Senin, 10 Juli 2017

HALAMAN RUMAH PAMAN: DARI TAMAN BUNGA HINGGA TEMPAT PARKIR

Salah satu yang menjadi perhatian kita dari masalah rumah adalah halamannya. Bahkan bisa jadi menjadi perhatian utamanya. Coba jika ada pertanyaan begini, “Jika anda punya uang berlebih, bagian rumah mana yang kamu renovasi terlebih dahulu?” Sangat mungkin jawaban banyak orang adalah halaman rumahnya, tentu dengan berbagai alasan. Mungkin agar tamu nyaman datang ke rumah atau biar terlihat indah. Jadi tak heran jika banyak orang yang mendesain halaman rumahnya sebagus mungkin, ada taman bermain, kolam, berbagai jenis bunga, gazebo, dll.

Bercerita tentang halaman rumah, tentu saya teringat dengan halaman rumah sendiri. Karena berada di desa, sepertinya bunga berpot tidak begitu mainstream. Ketika saya masih SD aku pernah menanam bungan di halaman rumah yang bibitnya saya dapatkan dari teman. Namun ketika SMP dan tidak tinggal di rumah, bunga-bunga itu dibersihkan, bahkan ada yang tumbuh di kebun sampai sekarang. Tinggalah pepohonan di halaman rumah, seperti kelapa, cengkeh, rambutan, pisang, durian, kopi, kecombrang, belimbing, singkong, dan masih banyak lagi.

Mengamati rumah Pamanku yang berada di kota Kecamatan juga menarik.

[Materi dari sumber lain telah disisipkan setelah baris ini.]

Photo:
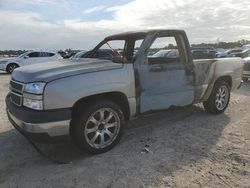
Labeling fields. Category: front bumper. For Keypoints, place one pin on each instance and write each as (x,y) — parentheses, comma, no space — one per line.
(40,126)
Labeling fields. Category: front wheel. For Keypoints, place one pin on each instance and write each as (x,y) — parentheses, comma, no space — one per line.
(98,128)
(219,98)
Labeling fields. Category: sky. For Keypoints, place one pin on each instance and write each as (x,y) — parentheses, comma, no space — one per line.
(81,24)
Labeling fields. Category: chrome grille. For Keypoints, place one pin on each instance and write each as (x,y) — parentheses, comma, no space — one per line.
(16,92)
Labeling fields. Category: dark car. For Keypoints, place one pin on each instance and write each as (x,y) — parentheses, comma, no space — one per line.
(243,54)
(203,53)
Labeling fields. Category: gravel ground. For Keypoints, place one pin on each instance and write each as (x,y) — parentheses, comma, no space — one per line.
(185,147)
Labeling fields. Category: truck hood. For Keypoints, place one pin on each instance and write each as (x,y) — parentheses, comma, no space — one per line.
(46,72)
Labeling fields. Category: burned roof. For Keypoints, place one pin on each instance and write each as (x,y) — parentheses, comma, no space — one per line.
(137,34)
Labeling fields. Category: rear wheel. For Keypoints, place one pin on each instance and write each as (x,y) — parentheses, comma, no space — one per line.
(98,128)
(11,67)
(219,98)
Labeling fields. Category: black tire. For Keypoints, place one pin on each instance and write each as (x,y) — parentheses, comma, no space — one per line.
(245,79)
(11,67)
(210,105)
(82,122)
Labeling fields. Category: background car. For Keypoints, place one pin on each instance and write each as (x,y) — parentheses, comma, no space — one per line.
(171,53)
(203,53)
(80,54)
(27,58)
(246,71)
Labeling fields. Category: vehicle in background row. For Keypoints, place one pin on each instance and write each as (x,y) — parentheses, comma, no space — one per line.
(247,46)
(243,54)
(99,54)
(27,58)
(203,53)
(171,53)
(91,100)
(246,71)
(79,55)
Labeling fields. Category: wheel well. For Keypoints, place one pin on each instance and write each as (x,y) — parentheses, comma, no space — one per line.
(227,79)
(117,97)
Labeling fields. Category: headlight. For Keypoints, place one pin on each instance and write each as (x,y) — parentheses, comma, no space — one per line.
(34,88)
(3,62)
(33,103)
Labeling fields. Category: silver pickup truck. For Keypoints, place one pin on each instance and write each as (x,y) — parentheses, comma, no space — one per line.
(90,99)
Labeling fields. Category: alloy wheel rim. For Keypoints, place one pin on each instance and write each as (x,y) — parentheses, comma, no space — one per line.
(102,128)
(221,97)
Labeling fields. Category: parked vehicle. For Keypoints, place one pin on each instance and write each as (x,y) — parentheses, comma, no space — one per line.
(232,52)
(99,54)
(92,99)
(221,53)
(247,46)
(203,53)
(171,53)
(79,55)
(246,72)
(243,54)
(27,58)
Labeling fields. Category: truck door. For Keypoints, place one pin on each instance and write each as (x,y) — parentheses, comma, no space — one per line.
(165,73)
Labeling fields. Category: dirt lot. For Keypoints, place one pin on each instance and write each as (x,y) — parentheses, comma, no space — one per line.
(187,148)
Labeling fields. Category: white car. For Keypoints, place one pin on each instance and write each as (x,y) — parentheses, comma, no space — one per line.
(27,58)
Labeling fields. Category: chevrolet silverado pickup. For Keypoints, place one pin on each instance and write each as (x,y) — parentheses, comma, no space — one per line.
(90,99)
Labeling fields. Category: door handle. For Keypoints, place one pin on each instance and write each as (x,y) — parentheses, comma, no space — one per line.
(156,68)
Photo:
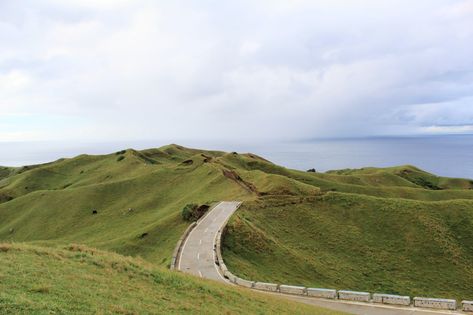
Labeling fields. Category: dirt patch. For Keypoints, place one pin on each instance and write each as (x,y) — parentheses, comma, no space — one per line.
(188,162)
(207,158)
(235,177)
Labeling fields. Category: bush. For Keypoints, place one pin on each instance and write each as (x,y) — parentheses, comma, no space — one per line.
(193,212)
(188,211)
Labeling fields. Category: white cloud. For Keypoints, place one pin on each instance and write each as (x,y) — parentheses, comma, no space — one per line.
(254,69)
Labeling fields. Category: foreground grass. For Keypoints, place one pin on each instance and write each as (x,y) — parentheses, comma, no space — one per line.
(394,230)
(81,280)
(348,241)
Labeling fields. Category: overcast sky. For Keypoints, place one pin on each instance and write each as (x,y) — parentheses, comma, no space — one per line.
(137,70)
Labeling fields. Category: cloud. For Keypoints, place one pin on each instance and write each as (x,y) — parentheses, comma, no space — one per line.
(239,69)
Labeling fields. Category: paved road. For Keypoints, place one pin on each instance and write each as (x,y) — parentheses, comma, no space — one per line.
(198,258)
(197,254)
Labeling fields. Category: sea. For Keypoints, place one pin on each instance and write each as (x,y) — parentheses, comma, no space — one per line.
(446,155)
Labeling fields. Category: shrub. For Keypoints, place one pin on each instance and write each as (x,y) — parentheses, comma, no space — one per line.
(193,212)
(188,211)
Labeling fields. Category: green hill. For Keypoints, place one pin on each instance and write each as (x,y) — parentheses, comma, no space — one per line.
(81,280)
(393,230)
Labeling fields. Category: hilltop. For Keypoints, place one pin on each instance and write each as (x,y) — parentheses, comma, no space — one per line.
(396,230)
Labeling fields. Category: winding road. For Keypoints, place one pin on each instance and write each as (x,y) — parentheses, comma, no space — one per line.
(197,257)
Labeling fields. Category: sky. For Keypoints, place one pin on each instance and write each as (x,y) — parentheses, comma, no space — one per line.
(102,70)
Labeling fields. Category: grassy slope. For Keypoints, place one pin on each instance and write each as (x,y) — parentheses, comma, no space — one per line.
(53,203)
(80,280)
(332,234)
(349,241)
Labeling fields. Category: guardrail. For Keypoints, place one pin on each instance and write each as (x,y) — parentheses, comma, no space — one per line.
(364,297)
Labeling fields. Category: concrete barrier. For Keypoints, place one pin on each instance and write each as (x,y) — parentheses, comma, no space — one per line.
(444,304)
(322,293)
(354,296)
(391,299)
(467,306)
(291,289)
(244,283)
(272,287)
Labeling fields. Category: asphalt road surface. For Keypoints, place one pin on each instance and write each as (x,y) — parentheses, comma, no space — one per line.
(198,258)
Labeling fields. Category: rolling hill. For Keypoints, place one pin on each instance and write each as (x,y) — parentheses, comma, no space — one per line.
(81,280)
(393,230)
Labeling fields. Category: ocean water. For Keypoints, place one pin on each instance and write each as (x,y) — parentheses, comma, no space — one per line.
(443,155)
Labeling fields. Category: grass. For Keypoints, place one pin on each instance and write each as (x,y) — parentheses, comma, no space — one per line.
(349,241)
(393,230)
(81,280)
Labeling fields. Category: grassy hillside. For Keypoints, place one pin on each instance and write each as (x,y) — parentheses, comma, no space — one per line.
(138,197)
(394,230)
(349,241)
(81,280)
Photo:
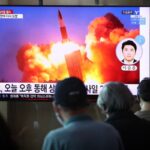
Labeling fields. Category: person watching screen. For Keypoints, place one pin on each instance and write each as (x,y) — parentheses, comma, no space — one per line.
(79,131)
(116,101)
(129,51)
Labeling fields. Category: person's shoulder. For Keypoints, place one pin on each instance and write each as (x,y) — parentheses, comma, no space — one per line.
(54,133)
(122,60)
(134,61)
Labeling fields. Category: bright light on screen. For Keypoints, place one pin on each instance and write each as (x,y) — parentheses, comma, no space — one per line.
(41,45)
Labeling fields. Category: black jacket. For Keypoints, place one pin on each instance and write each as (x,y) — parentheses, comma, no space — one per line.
(135,132)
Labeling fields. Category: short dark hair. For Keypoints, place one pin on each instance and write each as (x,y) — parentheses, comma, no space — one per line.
(115,97)
(129,42)
(143,89)
(71,93)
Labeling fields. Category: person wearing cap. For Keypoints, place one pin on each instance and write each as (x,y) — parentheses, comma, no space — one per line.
(79,131)
(116,101)
(143,93)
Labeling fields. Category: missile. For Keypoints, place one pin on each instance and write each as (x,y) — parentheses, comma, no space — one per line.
(63,30)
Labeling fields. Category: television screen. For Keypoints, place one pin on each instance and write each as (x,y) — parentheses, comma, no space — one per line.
(40,45)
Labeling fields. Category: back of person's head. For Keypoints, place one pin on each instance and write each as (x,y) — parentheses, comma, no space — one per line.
(115,97)
(143,89)
(71,93)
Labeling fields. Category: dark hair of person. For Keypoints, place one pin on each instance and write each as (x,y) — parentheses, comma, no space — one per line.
(115,97)
(129,42)
(143,89)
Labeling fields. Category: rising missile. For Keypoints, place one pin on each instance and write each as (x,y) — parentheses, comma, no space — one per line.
(62,27)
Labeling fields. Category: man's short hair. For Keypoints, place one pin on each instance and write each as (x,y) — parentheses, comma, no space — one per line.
(143,89)
(115,97)
(129,42)
(71,93)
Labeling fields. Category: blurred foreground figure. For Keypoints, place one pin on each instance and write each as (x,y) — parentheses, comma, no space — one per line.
(79,131)
(6,140)
(143,93)
(116,101)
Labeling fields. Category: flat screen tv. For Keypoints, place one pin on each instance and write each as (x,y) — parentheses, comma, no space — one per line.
(40,45)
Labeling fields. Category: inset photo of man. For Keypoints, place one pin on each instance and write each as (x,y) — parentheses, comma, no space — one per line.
(129,51)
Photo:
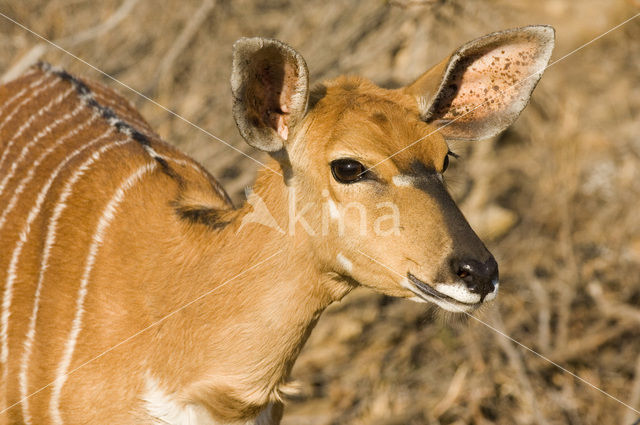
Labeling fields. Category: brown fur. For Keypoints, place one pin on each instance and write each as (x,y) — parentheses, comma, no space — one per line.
(175,237)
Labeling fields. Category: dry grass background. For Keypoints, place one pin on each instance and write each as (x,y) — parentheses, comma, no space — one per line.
(556,196)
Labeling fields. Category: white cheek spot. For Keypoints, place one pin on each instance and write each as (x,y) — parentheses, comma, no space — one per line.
(458,292)
(402,180)
(344,262)
(417,300)
(333,210)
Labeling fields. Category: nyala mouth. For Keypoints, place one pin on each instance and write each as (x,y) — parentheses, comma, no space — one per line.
(430,294)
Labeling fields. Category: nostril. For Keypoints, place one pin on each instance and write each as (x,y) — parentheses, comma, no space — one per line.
(462,273)
(478,277)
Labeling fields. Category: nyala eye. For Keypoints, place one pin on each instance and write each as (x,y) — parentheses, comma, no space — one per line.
(347,170)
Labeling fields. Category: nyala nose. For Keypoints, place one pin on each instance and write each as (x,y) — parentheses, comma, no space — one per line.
(480,278)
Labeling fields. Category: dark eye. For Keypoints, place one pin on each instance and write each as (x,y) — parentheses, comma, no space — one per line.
(347,170)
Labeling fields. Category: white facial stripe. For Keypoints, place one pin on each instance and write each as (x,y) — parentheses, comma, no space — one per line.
(107,217)
(60,205)
(345,263)
(459,292)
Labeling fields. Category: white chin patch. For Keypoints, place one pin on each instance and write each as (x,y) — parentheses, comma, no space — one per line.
(459,292)
(493,294)
(450,306)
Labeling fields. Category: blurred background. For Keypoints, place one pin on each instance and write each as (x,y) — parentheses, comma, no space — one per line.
(556,197)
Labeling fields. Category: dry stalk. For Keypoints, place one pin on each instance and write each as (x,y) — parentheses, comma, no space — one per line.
(37,51)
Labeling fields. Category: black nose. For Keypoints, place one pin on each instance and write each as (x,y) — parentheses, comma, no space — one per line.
(479,277)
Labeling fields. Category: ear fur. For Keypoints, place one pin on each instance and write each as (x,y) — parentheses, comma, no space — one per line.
(270,87)
(484,85)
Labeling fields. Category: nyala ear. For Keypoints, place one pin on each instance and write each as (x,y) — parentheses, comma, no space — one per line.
(270,86)
(484,85)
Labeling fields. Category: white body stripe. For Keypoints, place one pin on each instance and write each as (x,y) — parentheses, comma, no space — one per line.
(24,101)
(7,297)
(48,129)
(60,205)
(346,264)
(32,171)
(168,410)
(104,222)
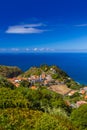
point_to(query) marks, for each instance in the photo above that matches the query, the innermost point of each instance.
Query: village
(46, 80)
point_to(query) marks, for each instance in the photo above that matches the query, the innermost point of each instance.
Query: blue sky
(43, 25)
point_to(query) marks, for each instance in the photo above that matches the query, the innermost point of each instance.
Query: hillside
(42, 98)
(51, 75)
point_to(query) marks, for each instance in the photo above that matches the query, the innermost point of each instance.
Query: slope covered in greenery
(26, 109)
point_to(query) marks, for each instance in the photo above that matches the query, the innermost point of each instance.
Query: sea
(74, 64)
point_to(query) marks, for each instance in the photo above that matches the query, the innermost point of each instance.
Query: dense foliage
(79, 117)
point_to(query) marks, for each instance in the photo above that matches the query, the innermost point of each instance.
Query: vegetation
(24, 108)
(79, 117)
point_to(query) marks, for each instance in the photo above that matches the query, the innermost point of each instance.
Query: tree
(79, 117)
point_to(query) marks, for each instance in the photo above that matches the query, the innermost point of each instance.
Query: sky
(43, 26)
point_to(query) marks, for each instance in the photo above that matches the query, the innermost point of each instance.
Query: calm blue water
(75, 64)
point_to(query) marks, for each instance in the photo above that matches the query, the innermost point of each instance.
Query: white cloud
(26, 29)
(81, 25)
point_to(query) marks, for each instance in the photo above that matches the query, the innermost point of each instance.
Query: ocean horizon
(74, 64)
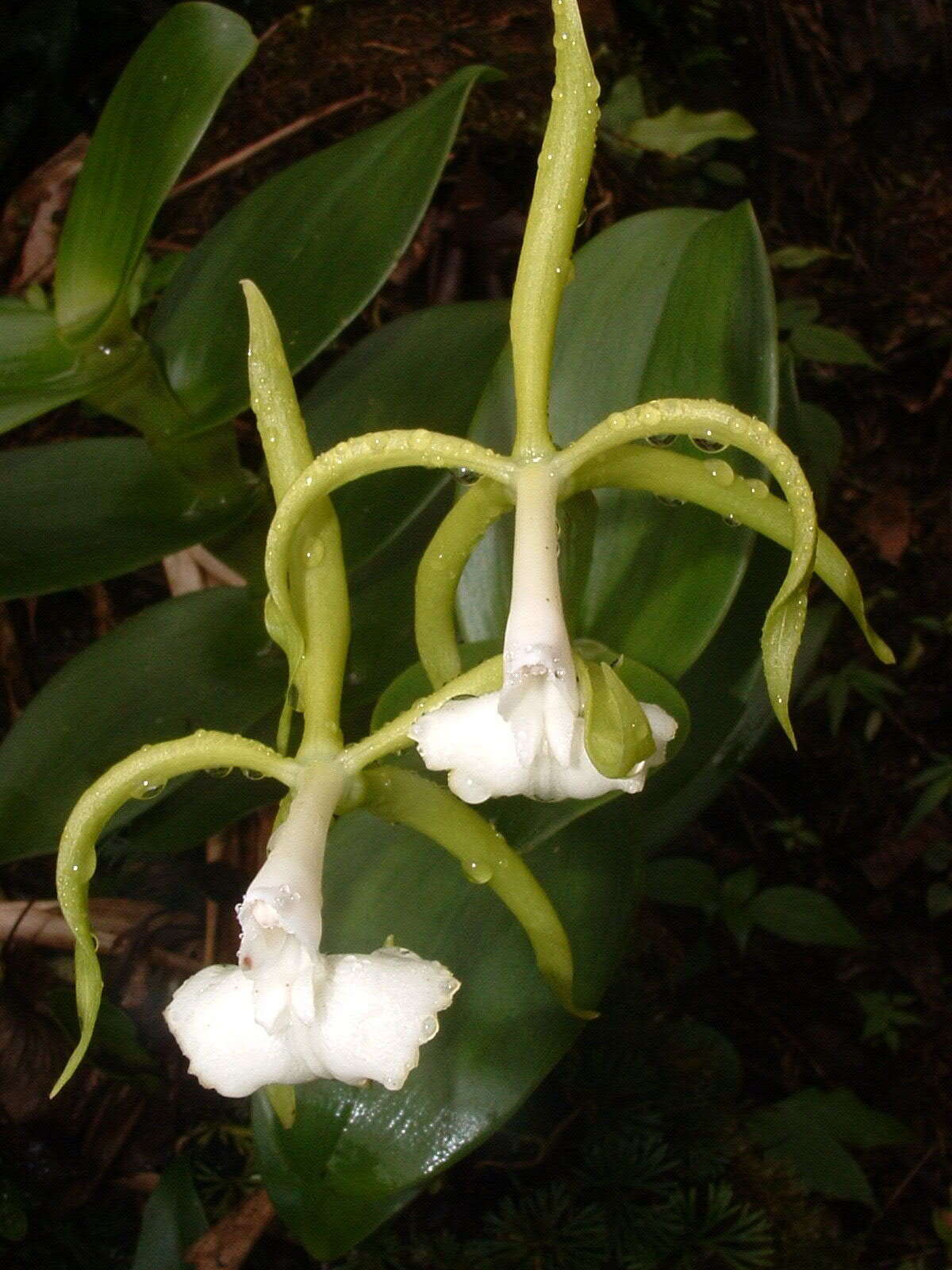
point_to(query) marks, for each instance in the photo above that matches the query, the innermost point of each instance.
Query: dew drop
(708, 444)
(148, 789)
(478, 872)
(720, 471)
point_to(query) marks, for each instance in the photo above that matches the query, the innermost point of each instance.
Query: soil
(850, 105)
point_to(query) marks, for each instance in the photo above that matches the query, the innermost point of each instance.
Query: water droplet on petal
(478, 870)
(148, 789)
(708, 444)
(721, 473)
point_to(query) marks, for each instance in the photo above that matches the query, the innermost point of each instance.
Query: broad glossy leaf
(37, 370)
(201, 660)
(427, 370)
(355, 1156)
(317, 239)
(173, 1218)
(666, 304)
(152, 121)
(80, 511)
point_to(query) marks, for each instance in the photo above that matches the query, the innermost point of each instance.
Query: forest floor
(852, 154)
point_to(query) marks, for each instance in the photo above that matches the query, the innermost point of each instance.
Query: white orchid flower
(287, 1013)
(528, 738)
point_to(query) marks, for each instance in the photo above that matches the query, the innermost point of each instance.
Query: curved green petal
(137, 776)
(711, 483)
(405, 798)
(347, 461)
(721, 425)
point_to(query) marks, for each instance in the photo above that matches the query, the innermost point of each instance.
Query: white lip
(289, 1013)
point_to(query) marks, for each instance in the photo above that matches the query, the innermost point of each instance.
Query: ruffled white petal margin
(528, 738)
(287, 1013)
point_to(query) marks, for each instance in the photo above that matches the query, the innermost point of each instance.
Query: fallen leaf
(226, 1245)
(886, 520)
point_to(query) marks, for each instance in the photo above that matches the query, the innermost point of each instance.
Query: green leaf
(819, 343)
(682, 880)
(80, 511)
(679, 131)
(355, 1156)
(319, 241)
(812, 1130)
(812, 433)
(800, 257)
(37, 371)
(171, 1221)
(425, 370)
(201, 660)
(152, 121)
(666, 304)
(804, 918)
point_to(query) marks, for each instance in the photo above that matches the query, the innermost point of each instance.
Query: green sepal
(617, 732)
(140, 775)
(283, 1102)
(406, 798)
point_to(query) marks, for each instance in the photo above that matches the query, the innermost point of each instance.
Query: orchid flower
(528, 737)
(287, 1013)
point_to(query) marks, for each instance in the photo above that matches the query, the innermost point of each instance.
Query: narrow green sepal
(405, 798)
(143, 775)
(617, 732)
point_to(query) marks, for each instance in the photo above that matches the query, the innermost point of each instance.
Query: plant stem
(438, 577)
(545, 262)
(393, 736)
(315, 569)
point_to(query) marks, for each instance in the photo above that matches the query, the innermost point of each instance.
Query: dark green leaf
(810, 1130)
(664, 304)
(319, 239)
(804, 918)
(818, 343)
(37, 370)
(682, 880)
(152, 124)
(427, 370)
(171, 1221)
(201, 660)
(353, 1157)
(797, 311)
(80, 511)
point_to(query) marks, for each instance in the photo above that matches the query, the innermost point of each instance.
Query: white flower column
(287, 1013)
(528, 738)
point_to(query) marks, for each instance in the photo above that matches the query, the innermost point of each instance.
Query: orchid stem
(141, 775)
(440, 572)
(545, 262)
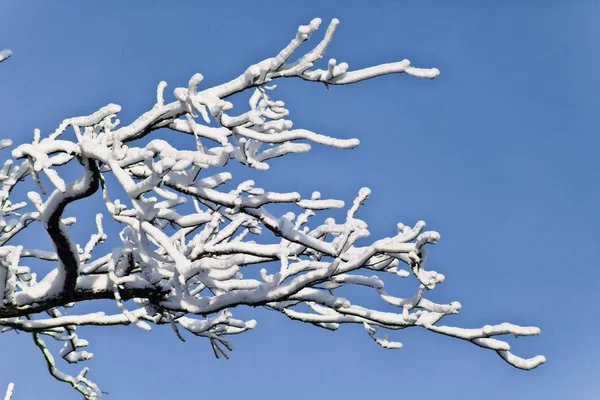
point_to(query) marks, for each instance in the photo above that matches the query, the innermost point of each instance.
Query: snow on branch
(185, 266)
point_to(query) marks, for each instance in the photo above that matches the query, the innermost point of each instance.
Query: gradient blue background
(498, 154)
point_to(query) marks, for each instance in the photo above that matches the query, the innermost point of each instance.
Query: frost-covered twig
(186, 242)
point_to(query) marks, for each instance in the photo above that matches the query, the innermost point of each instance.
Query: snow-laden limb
(191, 265)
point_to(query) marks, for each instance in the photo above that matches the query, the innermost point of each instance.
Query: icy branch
(185, 242)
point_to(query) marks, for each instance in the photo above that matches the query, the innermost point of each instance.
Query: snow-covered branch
(186, 255)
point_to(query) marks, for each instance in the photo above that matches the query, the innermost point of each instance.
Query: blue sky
(498, 154)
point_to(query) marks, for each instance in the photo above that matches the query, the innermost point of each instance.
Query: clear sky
(498, 154)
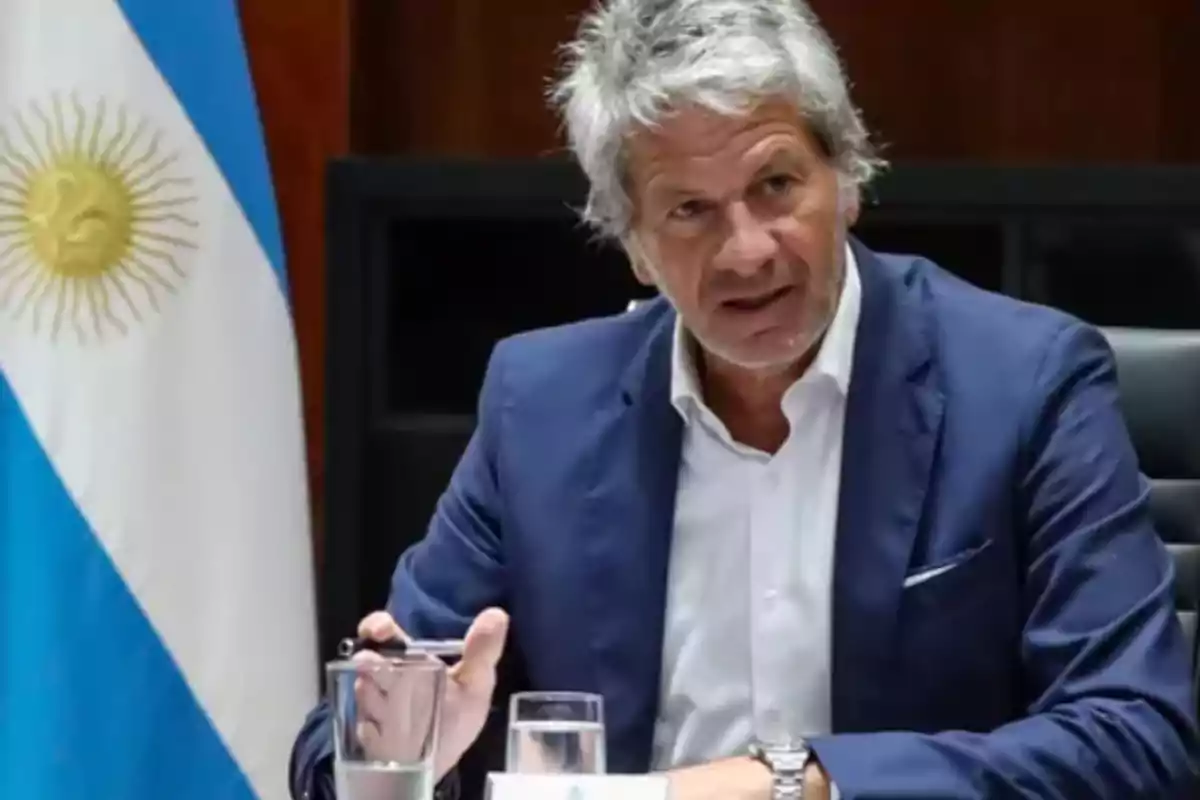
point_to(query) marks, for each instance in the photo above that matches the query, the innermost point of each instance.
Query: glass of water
(557, 733)
(385, 726)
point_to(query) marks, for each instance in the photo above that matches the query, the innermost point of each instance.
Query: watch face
(787, 761)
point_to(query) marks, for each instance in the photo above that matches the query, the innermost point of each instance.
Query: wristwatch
(786, 768)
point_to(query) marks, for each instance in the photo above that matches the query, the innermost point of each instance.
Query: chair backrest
(1159, 378)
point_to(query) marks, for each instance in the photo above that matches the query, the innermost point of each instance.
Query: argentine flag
(156, 603)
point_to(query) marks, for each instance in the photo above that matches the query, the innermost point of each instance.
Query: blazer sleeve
(1103, 655)
(441, 583)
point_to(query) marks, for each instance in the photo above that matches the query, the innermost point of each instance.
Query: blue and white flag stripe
(156, 612)
(198, 48)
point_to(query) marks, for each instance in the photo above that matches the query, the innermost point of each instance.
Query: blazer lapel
(631, 513)
(893, 421)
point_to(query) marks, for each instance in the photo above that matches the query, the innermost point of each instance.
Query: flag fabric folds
(156, 612)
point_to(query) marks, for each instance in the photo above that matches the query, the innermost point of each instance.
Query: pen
(400, 648)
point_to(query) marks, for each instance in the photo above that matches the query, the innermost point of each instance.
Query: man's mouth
(756, 302)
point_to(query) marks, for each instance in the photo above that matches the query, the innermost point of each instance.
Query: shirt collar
(834, 360)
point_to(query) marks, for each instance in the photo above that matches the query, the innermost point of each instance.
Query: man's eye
(689, 210)
(778, 184)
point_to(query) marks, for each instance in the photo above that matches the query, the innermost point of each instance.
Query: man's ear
(639, 263)
(850, 200)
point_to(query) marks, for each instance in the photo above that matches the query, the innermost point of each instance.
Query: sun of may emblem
(95, 221)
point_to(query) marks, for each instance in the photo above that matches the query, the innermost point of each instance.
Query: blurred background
(1043, 148)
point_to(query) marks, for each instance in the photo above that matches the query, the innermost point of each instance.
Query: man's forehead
(696, 143)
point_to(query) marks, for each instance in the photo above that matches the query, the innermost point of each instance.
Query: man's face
(741, 222)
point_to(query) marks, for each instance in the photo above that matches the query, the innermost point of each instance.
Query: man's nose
(749, 244)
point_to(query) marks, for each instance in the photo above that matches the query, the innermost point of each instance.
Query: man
(814, 491)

Dari SMP hingga SMA aku tinggal di sana. Halaman rumahnya juga cukup unik dan membuatku ingin menuliskan di ini. Ada-ada saja yang ia lakukan dengan halaman rumahnya. Bisa juga istilah DIY (Do It Yourself) cocok untuk menamainya, kerena memang dilakukan sendiri. Halaman rumahnya dulu penuh dengan tanaman bunga, dari yang ditanam di tanah hingga yang di pot besar maupun kecil. Setiap sore biasanya saya menyiramnya agar tumbuh subur. Tak jarang bunga itu di pinjam sekolah untuk mendekorasi penggung acara. Kebanyakan bunga yang ditanam adalah Eforbia dan Kamboja, ada juga bunga Melati dan Pucuk merah.

Selain bunga, ada juga kolam ikan lele raksasa di halaman rumah itu. Hanya lima ekor saja kalau tidak salah. Beberapa hari sekali kolam itu oleh Paman dibersihkan. Kolam itu diletakkan di sebelah kanan-kiri pintu pagar. Selang beberapa bulan, pamanku membuat kandang ayam yang cukup besar mengelilingi kolam ikan itu. Hiduplah lele serumah dengan ayam. Sisa-sisa nasi tidak lagi dibuang, tapi dipakai pakan ayam. Ayam itu beranak pinak jadi banyak. Kadang diambil telurnya dan ayamnya juga disembelih untuk lauk.

Sisi samping halaman
Tak selesai disitu, sekarang kisah kolam ikan lele berakhir, karena lelenya sudah mati, saya lupa penyebabnya. Tinggalah ayamnya saja. Tidak hanya ayam kampung saja di kandang itu. Belum lama ini Pamanku membeli dua ekor ayam kalkun besar dan dimasukkan di kandang itu. Setiap ada suara bising, dua kalkun itu selalu bersuara. Karena ketidak tahuan Pamanku, akibat ayam kalkun dijadikan satu dengan ayam kampung, satu ayam jago besar menjadi korbannya karena dipatok. Akhirnya kandang itu diberi tembok pemisah dari kayu.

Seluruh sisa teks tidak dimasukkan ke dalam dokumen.